A strategy of fear has resulted in never-ending discussions and lack of real progress. ATV recreation is not a new activity, either on roads or in urban areas. There have been years of experience to alleviate fears. Persistence in propagating fears is much more a strategy than a search for truth. The same arguments could be used to take bicycles, mopeds, motorcycles, cars and trucks off the road. Here are examples.
Fear – Noise nuisance Facts – Our vehicles are quieter than Harley motorcycles and about the same as a moped, both of which are on the roads. Over 10 years of experience in cities that have allowed ATVs and UTVs have proven that there is not a significant nuisance problem.
Fear – Safety Facts – On city streets, ATVs and UTVs are less dangerous and more visible than bicycle, mopeds, and motorcycles. Statistics support the fact that ATVs and UTVs on roads are safer than cars.
Fear – Age restrictions Facts – State statutes do not allow 12-year-olds to ride alone on any roadway. In the rare instance where parents and children are riding together on ATVs, there is no evidence that this is has been an issue.
Fear – Insurance Facts – In a recent survey, 90% of the ATV owners had insurance, and of the 10% that did not, the reason was the ATV was used only on private land. They agreed that if they road on public roads they would have insurance. It should be noted that this vast majority go beyond what the law requires.
The last two points have been used as an all or nothing
reason for rejection. Other cities have taken either one of two options.
The first option has been to write into the
ordinance age and insurance requirements, knowing that they could be challenged
in court. This is a dissuasive measure even if it hasn’t been proven legally.
The fact that those ordinances have not been challenged indicates that this is
not a real issue.

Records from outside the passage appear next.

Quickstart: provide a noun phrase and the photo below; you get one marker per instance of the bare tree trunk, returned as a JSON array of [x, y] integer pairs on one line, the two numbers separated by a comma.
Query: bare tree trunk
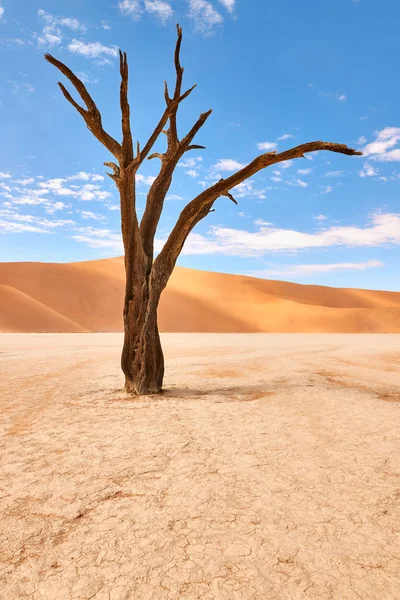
[[142, 359]]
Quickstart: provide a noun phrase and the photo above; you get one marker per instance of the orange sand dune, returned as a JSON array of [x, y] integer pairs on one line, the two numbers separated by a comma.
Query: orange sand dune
[[88, 296]]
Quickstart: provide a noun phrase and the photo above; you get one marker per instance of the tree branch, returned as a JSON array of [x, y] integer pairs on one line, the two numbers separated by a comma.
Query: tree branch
[[169, 160], [127, 143], [200, 207], [92, 115]]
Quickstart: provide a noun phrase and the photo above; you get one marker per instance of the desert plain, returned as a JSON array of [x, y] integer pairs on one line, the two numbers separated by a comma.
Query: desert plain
[[268, 469]]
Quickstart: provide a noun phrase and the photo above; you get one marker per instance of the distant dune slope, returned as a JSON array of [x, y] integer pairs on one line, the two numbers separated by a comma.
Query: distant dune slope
[[88, 296]]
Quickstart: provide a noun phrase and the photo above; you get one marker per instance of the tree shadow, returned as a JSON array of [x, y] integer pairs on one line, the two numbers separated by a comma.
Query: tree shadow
[[229, 394]]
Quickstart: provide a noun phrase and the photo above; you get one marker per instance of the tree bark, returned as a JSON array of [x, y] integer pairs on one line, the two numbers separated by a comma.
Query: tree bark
[[142, 359]]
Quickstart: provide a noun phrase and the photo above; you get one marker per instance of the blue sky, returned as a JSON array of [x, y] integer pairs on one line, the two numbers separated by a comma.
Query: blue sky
[[275, 75]]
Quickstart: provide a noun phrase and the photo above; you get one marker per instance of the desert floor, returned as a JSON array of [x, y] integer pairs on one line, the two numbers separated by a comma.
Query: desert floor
[[269, 469]]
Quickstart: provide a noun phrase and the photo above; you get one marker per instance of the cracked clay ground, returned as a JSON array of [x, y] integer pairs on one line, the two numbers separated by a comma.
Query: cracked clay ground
[[268, 470]]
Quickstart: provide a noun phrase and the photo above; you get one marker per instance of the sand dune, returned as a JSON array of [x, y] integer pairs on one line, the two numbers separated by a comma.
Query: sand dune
[[87, 296]]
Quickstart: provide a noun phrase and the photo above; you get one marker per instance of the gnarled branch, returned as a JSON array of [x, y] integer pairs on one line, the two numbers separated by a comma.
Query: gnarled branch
[[127, 143], [169, 160], [200, 207], [92, 114]]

It has not been important enough for anyone to challenge
those ordinances and riders have accepted the limitations. On the other hand,
towns where parents can ride along with their children this has not resulted in
significant issues or dangers. This approach attempts to deal with fears in a
legally awkward manner even if those fears have proven to be unfounded.
The second option is the one taken recently by
the city of Waupaca, which is to write an ordinance that follows Wis. Statute
23.33. In their ordinance there is no mention of age or insurance. This implies
a knowledge that people who participate in this form of recreation are mature
enough to follow the laws and ride safely on the roadways.
All the arguments have been fear based, assuming the worst-case
scenarios. Exceptions are taken to be the norm with the unfounded assumption
that ATV riding will lead to chaos, accidents and enforcement issues. In
another argument there is already chaos on the streets, with speeding and
inattentive drivers. It is, therefore, for our own protection that we are being
kept off the road. These were the arguments against cars in the early 20th
century. Are we really still there? Where is the proof for these fears?
Not only are these fears statistically unproven, but the
opposite has been proven. ATV/UTV riders who use roadways are
responsible, law-abiding citizens who are very concerned about safety. In the
city, we are not different from bicyclists, moped and motorcycle riders. We continue to ask to use public roadways that
are for public use, along with cyclist, mopeds, motorcycles, cars and trucks.